The United States “owes a profound and enduring debt of gratitude” to its historically black colleges and universities, President Donald Trump said in an address Tuesday, at which he announced new support from his administration for the institutions.

“Previously, federal law restricted more than 40 faith-based HBCUs and seminaries from fully accessing federal support for capital improvement projects,” Trump told the audience at the National Historically Black Colleges and Universities Week Conference in Washington, D.C.

“This meant that your faith-based institutions, which have made such extraordinary contributions to America, were unfairly punished for their religious beliefs.”

“This week, our Department of Justice has published an opinion declaring such discriminatory restrictions as unconstitutional,” the president added. “It was a big step.

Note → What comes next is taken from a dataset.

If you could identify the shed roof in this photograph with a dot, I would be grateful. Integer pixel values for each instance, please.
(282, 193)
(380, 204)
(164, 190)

And from now on, faith-based HBCUs will enjoy equal access to federal support.”

According to the National Center for Education Statistics, a federal government entity, there were 102 HBCUs as of 2017. Just under 300,000 students were enrolled at such colleges that year.

Trump noted the institutions’ significant impact, saying, “HBCUs represent only 3 percent of America’s higher-education institutions,” but historically black college and university graduates included “80 percent of African American judges, 40 percent of African American engineers, and more than 50 percent of African American doctors.”

In his remarks, Trump also heralded the role HBCUs played in American life, noting that Martin Luther King Jr. had graduated from Morehouse College in Atlanta.

“HBCU graduates have improved and uplifted every feature of American society,” the president said.  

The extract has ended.